Univariate TWAS Weights: susie_twas example commands#
Use susie_twas when training prediction weights for a single context, such as one brain region, cell type, or molecular modality. This step runs univariate fine-mapping and, unless disabled, generates RWAS weights for the selected molecular traits. For more details, please refer to the susie_twas pipeline vignette.
The example below illustrates three ROSMAP cell-type contexts.
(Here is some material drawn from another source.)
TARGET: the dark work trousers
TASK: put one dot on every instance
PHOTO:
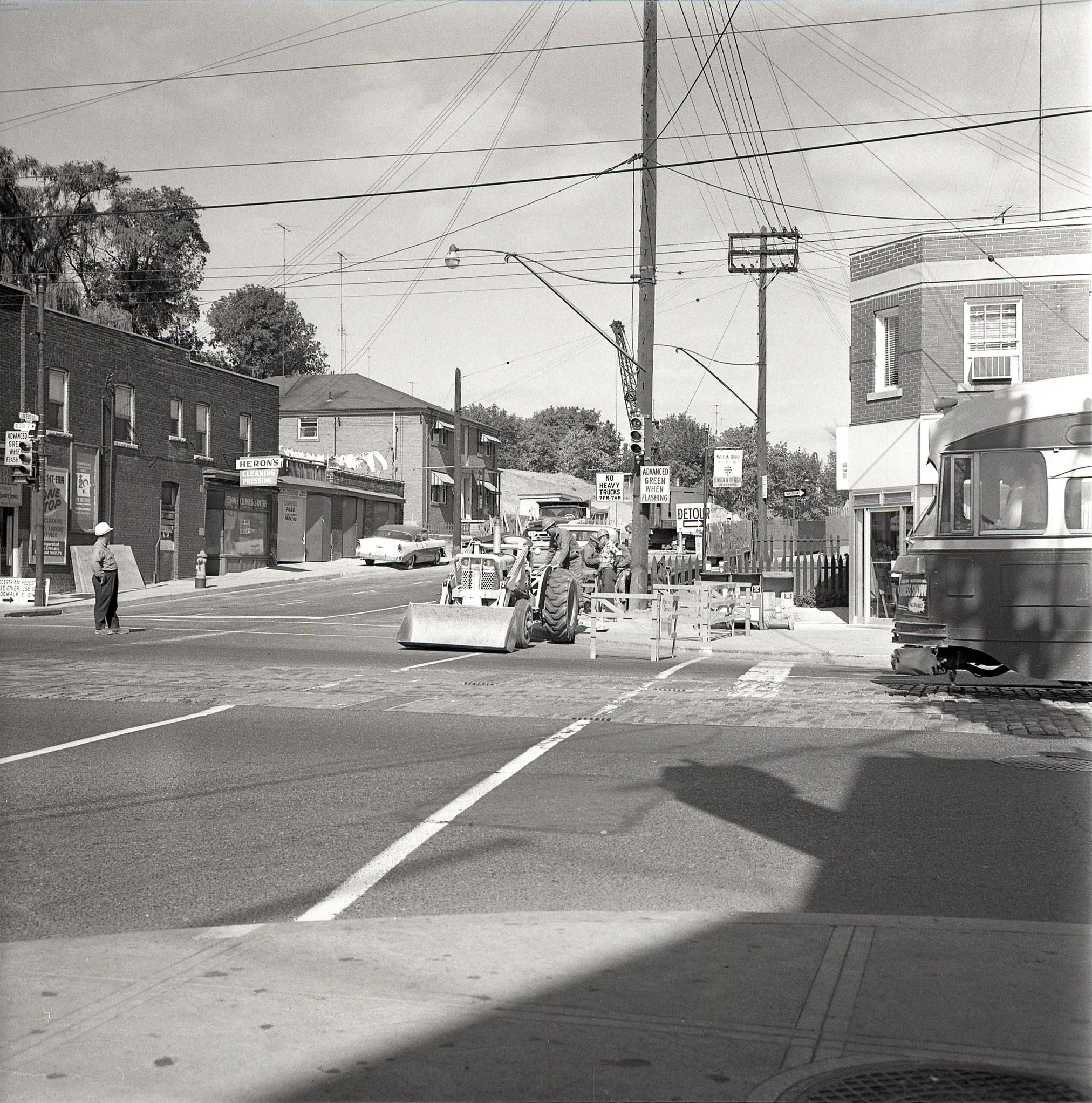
(106, 600)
sos run ./xqtl-protocol/code/mnm_analysis/mnm_methods/mnm_regression.ipynb susie_twas \
--name ROSMAP_DeJager --cwd ../output/ \
--genoFile ../input/ROSMAP_NIA_WGS.leftnorm.bcftools_qc.plink_qc.11.bed \
--phenoFile eQTL/ROSMAP/DLPFC_Mic/analysis_ready/phenotype_preprocessing/Mic.log2cpm.region_list.txt \
eQTL/ROSMAP/DLPFC_Ast/analysis_ready/phenotype_preprocessing/Ast.log2cpm.region_list.txt \
eQTL/ROSMAP/DLPFC_Oli/analysis_ready/phenotype_preprocessing/Oli.log2cpm.region_list.txt \
--covFile covariate_preprocessing/Mic.log2cpm.Mic.rosmap_cov.ROSMAP_NIA_WGS.leftnorm.bcftools_qc.plink_qc.snuc_pseudo_bulk.related.plink_qc.extracted.pca.projected.Marchenko_PC.gz \
covariate_preprocessing/Ast.log2cpm.Ast.rosmap_cov.ROSMAP_NIA_WGS.leftnorm.bcftools_qc.plink_qc.snuc_pseudo_bulk.related.plink_qc.extracted.pca.projected.Marchenko_PC.gz \
covariate_preprocessing/Oli.log2cpm.Oli.rosmap_cov.ROSMAP_NIA_WGS.leftnorm.bcftools_qc.plink_qc.snuc_pseudo_bulk.related.plink_qc.extracted.pca.projected.Marchenko_PC.gz \
--customized-association-windows xqtl-analysis/resource/TADB_enhanced_cis.coding.bed \
--no-skip-twas-weights --skip-fine-mapping --no-save_data \
--phenotype-names Mic_DeJager_eQTL Ast_DeJager_eQTL Oli_DeJager_eQTL \
--max_cv_variants 8000 \
--region-name ENSG00000073921 \
--ld_reference_meta_file resource/ADSP_R4_EUR_LD/ld_meta_file.tsv -s build
Multivariate RWAS Weights: mnm example commands#
Use mnm when training weights jointly across multiple contexts. For example, single-nucleus pseudo-bulk cell types can be modeled together so that shared and context-specific regulatory effects are learned in one multi-context model. For more details, please refer to the mnm pipeline vignette.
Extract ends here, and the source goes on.